In one word: weird.
There’s a rush of everything and everyone you’ve missed being so exciting, and the urge to do everything you used to do, and the hype of getting a job and a place….then a week or two passes…then all of the sudden it becomes more apparent than ever that perhaps you have actually changed…and perhaps more frightening, the notion that it might just be more comfortable to be new in a new place than new in an old one. I’d rather not know where to go in Hanoi than in the city I was born and raised in….and I surely do not want to be surrounded by 1995’s NINETY FIVES at the bar that are like so totally jacked about toonie Tuesdays and want to tell me about how they just got accepted to trades school and don’t know that Africa is a continent not a country.
I have pretty much kept Starbucks in business the last couple weeks, all the while well having already done 2 jobs, bought a new iPhone in cash, and already taken a week long trip back to Edmonton (where I went to uni). …in 3 weeks. I have been in Canada for 3 weeks. This year so far, I have spent more time in 10 of the countries I visited.
It’s a bit weird though, having the most clean slate I’m bound to have for the rest of my life. I have every choice I could want, but I want everything but to make the decision. I legitimately could go to grad school or work anywhere in the world and in an entry level position in virtually any career path. I have landed softly at home with my parents where my belongings are still in the boxes I moved them home in a year ago. I have enough in the bank to sit back and make ‘the right choice’ …
Additionally everyone thinks my opinion should either be so happy to be home and back to routine or so depressed and wishing I was still travelling. I don’t actually know where I stand. I think I’m in a complacent state of wondering. Probably a state most young people have encountered, but as I’ve blazed through the last 5 years without a spare minute or looking back, this might have been my first take at it.
Anyway….’on coming home’…it’s weird. I advise any traveller to prepare for it before you leave. I hid money around my room, bought fresh lululemon pants, and left myself coffee gift cards. Everything I would have gulped at after a long trip was there for me, and I had a solid 1500 budgeted for ‘homecoming’ just so I could be a little choosier with jobs and have fun with the people I missed as opposed to mooching (we’ll save that for the bday next month). I set myself up for it well, but I will tell you that any choices you thought you’d have to make will have exponential amounts of possibility based on things you’ve learned while travelling…and opinions you thought you had will be tested real quick. I guess in a weird way I feel like I don’t know myself because I know in theory that pre-travels Anika would have blown through 20 job applications by now, and had it ‘all figured out’….I’m not saying that I’d have it any other way, but I’ve definitely been forced into much harder choices much quicker than I anticipated.

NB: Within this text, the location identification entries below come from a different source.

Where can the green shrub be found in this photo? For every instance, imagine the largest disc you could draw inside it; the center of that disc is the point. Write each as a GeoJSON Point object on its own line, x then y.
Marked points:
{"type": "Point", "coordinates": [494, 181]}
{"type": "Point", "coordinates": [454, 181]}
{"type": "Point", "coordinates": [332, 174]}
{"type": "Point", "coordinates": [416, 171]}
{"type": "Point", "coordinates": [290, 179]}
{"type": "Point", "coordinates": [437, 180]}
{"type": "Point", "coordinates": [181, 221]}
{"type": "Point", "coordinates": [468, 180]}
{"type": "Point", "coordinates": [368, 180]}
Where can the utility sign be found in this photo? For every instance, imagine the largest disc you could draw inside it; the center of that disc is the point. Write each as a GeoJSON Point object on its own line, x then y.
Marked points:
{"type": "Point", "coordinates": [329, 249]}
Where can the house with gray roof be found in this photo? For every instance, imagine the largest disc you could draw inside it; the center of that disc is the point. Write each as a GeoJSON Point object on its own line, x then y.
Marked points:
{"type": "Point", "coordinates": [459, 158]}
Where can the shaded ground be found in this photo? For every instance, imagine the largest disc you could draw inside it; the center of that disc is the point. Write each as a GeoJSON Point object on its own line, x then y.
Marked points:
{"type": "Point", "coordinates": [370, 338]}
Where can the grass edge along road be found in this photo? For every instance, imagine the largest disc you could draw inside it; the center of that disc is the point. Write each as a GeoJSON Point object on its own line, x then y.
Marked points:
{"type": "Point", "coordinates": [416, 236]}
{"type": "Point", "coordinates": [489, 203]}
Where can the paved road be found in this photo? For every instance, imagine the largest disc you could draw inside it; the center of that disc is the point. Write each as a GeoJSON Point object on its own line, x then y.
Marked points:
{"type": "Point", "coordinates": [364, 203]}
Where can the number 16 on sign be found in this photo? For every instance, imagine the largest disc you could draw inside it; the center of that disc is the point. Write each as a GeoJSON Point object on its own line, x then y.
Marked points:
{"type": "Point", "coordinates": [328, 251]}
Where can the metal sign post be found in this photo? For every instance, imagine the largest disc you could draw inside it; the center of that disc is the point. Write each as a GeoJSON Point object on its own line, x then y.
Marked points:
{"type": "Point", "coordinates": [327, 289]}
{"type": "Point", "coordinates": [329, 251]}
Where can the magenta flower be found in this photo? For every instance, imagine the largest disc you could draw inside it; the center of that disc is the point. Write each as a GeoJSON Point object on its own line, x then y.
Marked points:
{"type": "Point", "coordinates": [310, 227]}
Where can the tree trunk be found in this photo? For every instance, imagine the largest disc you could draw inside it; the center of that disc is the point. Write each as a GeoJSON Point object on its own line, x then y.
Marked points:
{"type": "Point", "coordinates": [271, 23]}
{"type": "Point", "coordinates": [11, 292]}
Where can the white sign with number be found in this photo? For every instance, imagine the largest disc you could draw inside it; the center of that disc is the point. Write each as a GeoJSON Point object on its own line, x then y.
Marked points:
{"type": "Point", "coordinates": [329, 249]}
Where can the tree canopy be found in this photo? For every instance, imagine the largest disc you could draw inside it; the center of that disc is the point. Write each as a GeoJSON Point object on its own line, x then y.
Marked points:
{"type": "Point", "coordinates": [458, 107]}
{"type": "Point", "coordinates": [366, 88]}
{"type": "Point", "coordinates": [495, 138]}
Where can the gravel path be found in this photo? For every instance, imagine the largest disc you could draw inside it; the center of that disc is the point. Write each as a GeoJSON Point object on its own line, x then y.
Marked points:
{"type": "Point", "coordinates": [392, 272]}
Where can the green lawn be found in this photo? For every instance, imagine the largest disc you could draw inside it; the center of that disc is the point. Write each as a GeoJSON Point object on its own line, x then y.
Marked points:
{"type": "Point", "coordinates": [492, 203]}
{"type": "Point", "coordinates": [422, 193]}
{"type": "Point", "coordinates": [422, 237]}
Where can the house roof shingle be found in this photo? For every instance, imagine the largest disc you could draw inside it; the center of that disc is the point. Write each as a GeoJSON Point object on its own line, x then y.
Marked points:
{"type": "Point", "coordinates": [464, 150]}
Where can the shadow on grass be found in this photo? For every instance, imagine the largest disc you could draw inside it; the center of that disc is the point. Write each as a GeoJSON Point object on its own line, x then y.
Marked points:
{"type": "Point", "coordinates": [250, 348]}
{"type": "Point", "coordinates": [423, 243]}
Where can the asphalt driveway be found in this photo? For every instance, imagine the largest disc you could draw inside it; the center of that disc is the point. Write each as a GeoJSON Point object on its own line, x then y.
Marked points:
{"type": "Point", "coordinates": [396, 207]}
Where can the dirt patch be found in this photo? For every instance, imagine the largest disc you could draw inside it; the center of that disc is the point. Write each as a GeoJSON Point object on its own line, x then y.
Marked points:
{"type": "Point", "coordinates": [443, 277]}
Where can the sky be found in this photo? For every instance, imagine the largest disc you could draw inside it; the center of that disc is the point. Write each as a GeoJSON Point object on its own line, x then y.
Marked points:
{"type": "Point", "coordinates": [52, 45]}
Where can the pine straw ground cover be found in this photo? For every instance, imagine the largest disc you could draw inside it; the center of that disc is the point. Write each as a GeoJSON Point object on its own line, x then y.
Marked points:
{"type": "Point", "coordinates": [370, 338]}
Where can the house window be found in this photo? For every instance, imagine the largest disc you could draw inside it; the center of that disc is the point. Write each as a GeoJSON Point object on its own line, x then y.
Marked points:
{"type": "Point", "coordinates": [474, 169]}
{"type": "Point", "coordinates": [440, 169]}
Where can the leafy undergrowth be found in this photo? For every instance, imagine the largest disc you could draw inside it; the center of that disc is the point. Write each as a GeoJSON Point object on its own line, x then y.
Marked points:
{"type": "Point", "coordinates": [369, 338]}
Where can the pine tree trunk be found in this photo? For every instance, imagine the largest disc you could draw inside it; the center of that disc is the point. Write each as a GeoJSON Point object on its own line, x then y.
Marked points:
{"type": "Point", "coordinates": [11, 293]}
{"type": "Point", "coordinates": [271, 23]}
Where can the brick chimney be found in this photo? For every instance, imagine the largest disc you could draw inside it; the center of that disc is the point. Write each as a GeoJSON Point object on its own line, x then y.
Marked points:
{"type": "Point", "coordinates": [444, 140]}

The good news. I have great people in my life. Ones that stayed in touch and ones that didn’t really….but I gained the strength while travelling to take a stand for what friendships I value. Everyone I’ve wanted to be there has been, everyone I’ve needed has exceeded their ‘friend obligations’, and even some unexpected gems have risen to the challenge of making me feel happy to be back, and welcomed back.
I wasn’t forgotten. And as many annoying or daunting tasks that I have in front of me, that matters…a lot.